Parlant de Gide, insulté par les plumitifs staliniens pour n’avoir pas voulu partager la complicité des bourreaux à son retour d’URSS, Serge écrit : « Qu’il s’arme de courage, d’ironie et surtout de mépris ! […] Puisse-t-il dans ce combat acquérir la trempe du militant. Les vieux socialistes, obscurs ou connus, ont tous passé par de semblables épreuves et savent bien que l’injure impuissante les suivra toute leur vie. Ils ont appris de bonne heure à hausser les épaules. Ils enjambent la boue et continuent leur chemin. » Ce mépris pour l’insulte, mais aussi pour le mensonge, c’est la force de Serge, celle qui lui permet de comprendre, bien avant les experts de son temps, ce qui se trame derrière les aveux de Moscou, l’assassinat des compagnons de Lénine et la décapitation de l’état-major de l’Armée rouge. C’est ainsi que, le 26 juin 1937, il écrit, annonçant ce que sera le Pacte infâme : « La disparition de ces hommes, en accentuant l’évolution du pays vers un régime totalitaire, pourrait bientôt faciliter de nouveaux rapports entre Hitler, Mussolini et Staline. » Il fallait, pour le cas, une indubitable capacité de résistance aux mensonges bien rodées des propagandes pour être capable d’entrevoir, avec un telle sagacité, l’au-delà du miroir.
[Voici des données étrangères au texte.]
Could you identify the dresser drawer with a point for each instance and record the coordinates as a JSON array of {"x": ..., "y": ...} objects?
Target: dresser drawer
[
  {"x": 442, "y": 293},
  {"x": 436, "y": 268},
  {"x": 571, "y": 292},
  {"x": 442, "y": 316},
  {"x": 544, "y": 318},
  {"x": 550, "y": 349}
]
L’URSS sous la botte stalinienne occupe, évidemment, une grande place dans ces chroniques wallonnes, mais Serge en accorde autant aux menaces de guerre, au fascisme et à l’antisémitisme, « l’un des expédients les plus efficaces de la réaction ». Sur ce chapitre particulier de l’horreur des temps, mention spéciale mérite « Pogrome en quatre cents pages », un remarquable éreintement de l’ordure Céline et de ses Bagatelles pour un massacre. Et puis, s’imposant comme première urgence, il y a l’Espagne, cette fière, héroïque et insoumise Espagne qu’un sort contraire et beaucoup de lâchetés conjuguées conduiront à périr dans le pire des désastres. Pour l’avenir du monde, s’entend.

L’Espagne, Serge connaissait. Il en admirait le prolétariat, dont il avait vu naître la force, en 1917, quand il exerçait comme typographe à Barcelone, du temps de la splendeur militante de Salvador Seguí. De ces chroniques sur l’Espagne – une trentaine –, on retiendra l’espoir qui fut le sien quand, aux premiers jours de l’été 1936, les « vieilles terres brûlées d’Ibérie » donnèrent des « exemples de grandeur » révolutionnaire, mais aussi sa douleur, son extrême douleur, quand, poignardée dans le dos par le stalinisme et ses alliés de la bourgeoisie, il la sut perdue, tant il savait qu’ « on ne peut demander à la classe ouvrière de se faire tuer uniquement pour la défense de la République ». Au fil de ses chroniques espagnoles, Serge, dont les sympathies pour le POUM ne se démentirent jamais, se pose rarement en donneur de leçons, ce qui ne l’empêche pas de dire ce qu’il pense, notamment des anarchistes qui, « ne voulant pas “faire de politique”, en font souvent, avec le plus beau courage, de fort mauvaise ». C’est ici le marxiste qui parle, celui-là même qui, évoquant dans un magnifique article d’avril 1940, « le souvenir de Cronstadt 1921 », reconnaît pourtant, et pour la première fois peut-être avec autant de sincérité, que c’est à cette tragédie « qu’il faut remonter pour voir la révolution russe changer de visage » et adopter celui du « pouvoir absolu ». Comme quoi les bolcheviks, qui savaient « faire de la politique », eux, en firent, du temps où Serge les soutenait, non seulement de la « fort mauvaise », mais aussi de la très sanglante.

L’Espagne fut la dernière lumière avant la nuit. Sa défaite ouvrit le temps de l’attente. « Quel que soit l’événement, écrivait Serge dans une chronique d’octobre 1938, il nous appartiendra d’y faire face en pleine conscience. Si les haines, les mensonges de guerre, les instincts de la brute lâchée sous le casque et le masque déforment à nouveau le visage humain, il nous appartient de n’y point céder. De ne consentir à aucun aveuglement. De n’avoir en les pires jours que le souci essentiel de sauver ce que tout homme peut sauver par ses propres moyens de l’intelligence, de la dignité, de la vérité, de la solidarité des hommes… » Le siècle approchait, désormais, de minuit, l’heure de tenir, encore et plus que jamais.